The utility of data analysis is fundamentally limited by the quality of the input and the clarity of the output visualisation. Data integrity is the prerequisite for all analysis, a point emphasised by Michael Stonebraker: “Without clean data, or clean enough data, your data science is worthless”. Visualisation, therefore, is the final, communicative step in a process demanding technical rigour.
Carly Fiorina defined the ultimate goal of this process: “The goal is to transform data into information, and information into insight”. Data visualisation is the mechanism that translates abstract numerical insight into compelling, actionable knowledge. Brent Dykes defines the necessary skill: “The skill of data storytelling is removing the noise and focusing people's attention on the key insights”. This confirms that effective visualisation requires a disciplined approach to filtering complexity.
Organisational success depends heavily on the human capacity to engage with these visualisations. Miro Kazakoff states that “In a world of more data, the companies with more data-literate people are the ones that are going to win”. This positions data literacy, both in producing clean data and interpreting visual findings, as a critical competitive differentiator.
The function of data visualisation is to act as the necessary link between scientific rigour and executive action. If data forms the basis for sound strategy (per Deming’s philosophy ), then visualisation must achieve high persuasive efficiency.
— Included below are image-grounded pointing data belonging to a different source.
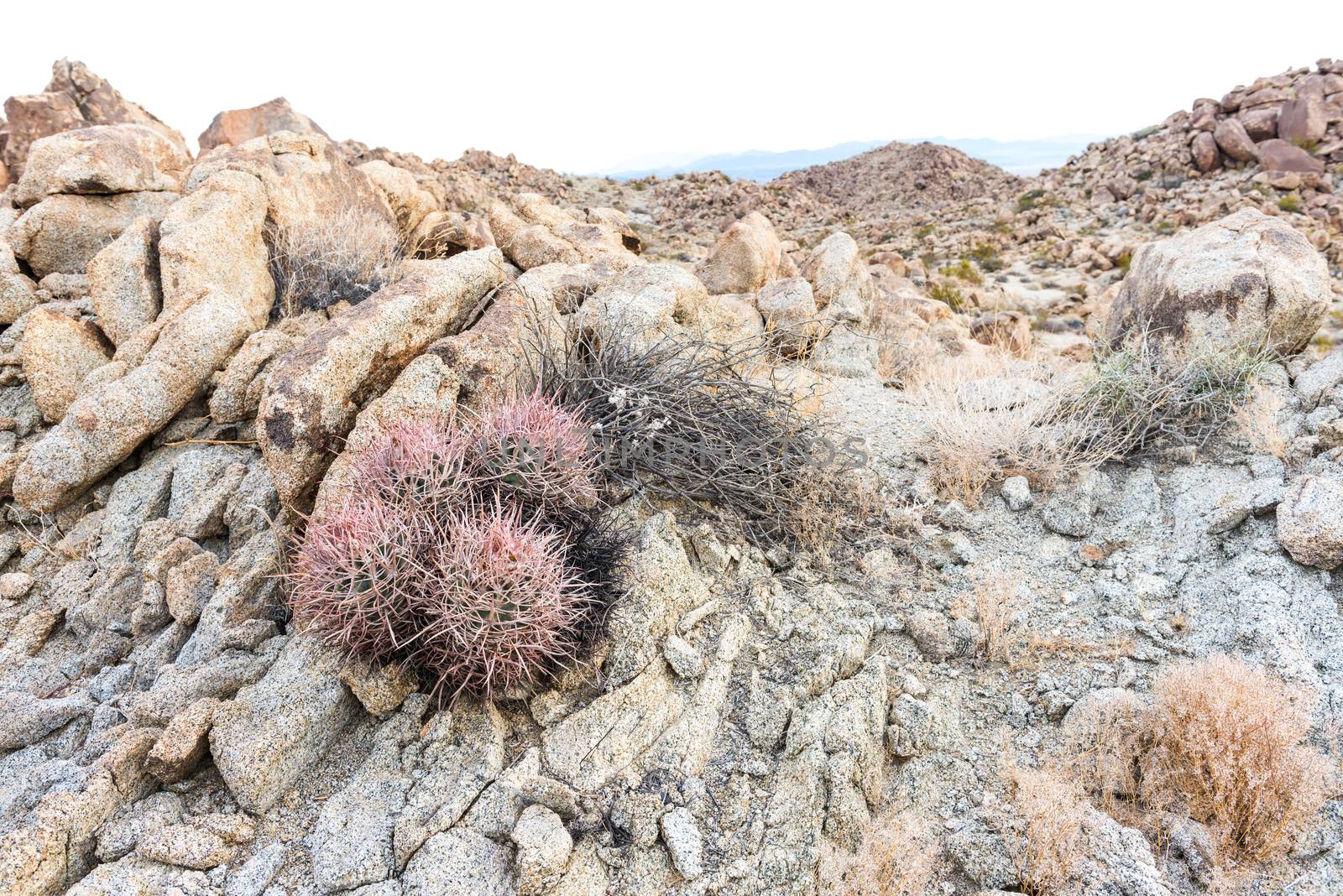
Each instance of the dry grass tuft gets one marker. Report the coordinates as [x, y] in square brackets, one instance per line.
[342, 257]
[897, 857]
[1043, 828]
[1226, 746]
[997, 604]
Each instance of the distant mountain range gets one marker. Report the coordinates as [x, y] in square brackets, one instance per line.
[1017, 156]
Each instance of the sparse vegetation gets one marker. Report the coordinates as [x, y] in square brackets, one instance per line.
[473, 550]
[342, 257]
[947, 293]
[1224, 743]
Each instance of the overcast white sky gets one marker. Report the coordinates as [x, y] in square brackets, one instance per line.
[586, 86]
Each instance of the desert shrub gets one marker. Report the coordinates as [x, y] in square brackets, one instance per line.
[1043, 828]
[342, 257]
[1139, 393]
[1220, 742]
[978, 421]
[964, 270]
[473, 550]
[689, 420]
[1027, 201]
[1226, 746]
[986, 257]
[947, 293]
[897, 857]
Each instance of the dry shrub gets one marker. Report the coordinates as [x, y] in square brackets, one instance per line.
[897, 857]
[978, 421]
[1043, 828]
[342, 257]
[986, 416]
[1226, 746]
[995, 600]
[685, 419]
[1259, 420]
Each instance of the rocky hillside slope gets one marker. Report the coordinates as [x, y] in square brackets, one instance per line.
[975, 690]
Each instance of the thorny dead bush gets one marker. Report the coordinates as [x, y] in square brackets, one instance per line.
[344, 257]
[1222, 743]
[1139, 394]
[897, 857]
[684, 419]
[1259, 421]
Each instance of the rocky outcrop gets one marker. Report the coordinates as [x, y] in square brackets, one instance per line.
[217, 291]
[532, 232]
[315, 393]
[1246, 278]
[105, 159]
[279, 727]
[74, 98]
[237, 127]
[745, 259]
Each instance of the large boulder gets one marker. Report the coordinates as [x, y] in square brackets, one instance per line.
[315, 392]
[1303, 120]
[1309, 521]
[1282, 156]
[105, 159]
[74, 98]
[217, 291]
[1206, 156]
[237, 127]
[745, 259]
[1235, 141]
[532, 231]
[1246, 278]
[845, 295]
[124, 282]
[60, 233]
[790, 314]
[58, 353]
[274, 730]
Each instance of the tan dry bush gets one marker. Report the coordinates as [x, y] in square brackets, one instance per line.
[1044, 828]
[342, 257]
[1259, 420]
[1226, 746]
[995, 602]
[897, 857]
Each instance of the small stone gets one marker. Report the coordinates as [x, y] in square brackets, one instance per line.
[543, 848]
[1309, 521]
[1016, 491]
[684, 841]
[15, 585]
[383, 688]
[682, 658]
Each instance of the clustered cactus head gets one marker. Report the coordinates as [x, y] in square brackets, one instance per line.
[473, 550]
[536, 452]
[418, 464]
[356, 575]
[500, 604]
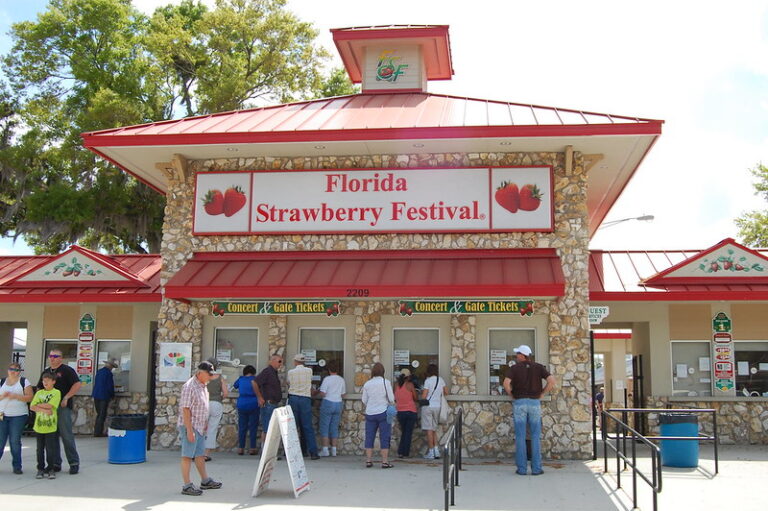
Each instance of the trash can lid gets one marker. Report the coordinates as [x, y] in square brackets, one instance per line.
[678, 418]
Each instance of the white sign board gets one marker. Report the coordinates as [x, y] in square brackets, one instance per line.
[282, 425]
[385, 200]
[598, 314]
[175, 361]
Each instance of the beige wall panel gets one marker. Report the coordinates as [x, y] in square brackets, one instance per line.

It is the means by which complex findings escape the analytics department and gain the necessary strategic buy-in and funding in the boardroom.
The increasing regulatory focus in the UK on data protection and consumer privacy necessitates a robust approach to data visualisation; insights must not only be clear and actionable (Dykes) but must also adhere strictly to principles of data minimisation and ethical representation, ensuring consumer trust is maintained alongside analytical rigour.
"Why It Matters" offers a collection of afterthoughts for my marketing students, specifically designed to deepen their understanding of the week's topic. It provides crucial added insights to the content explored in each workshop.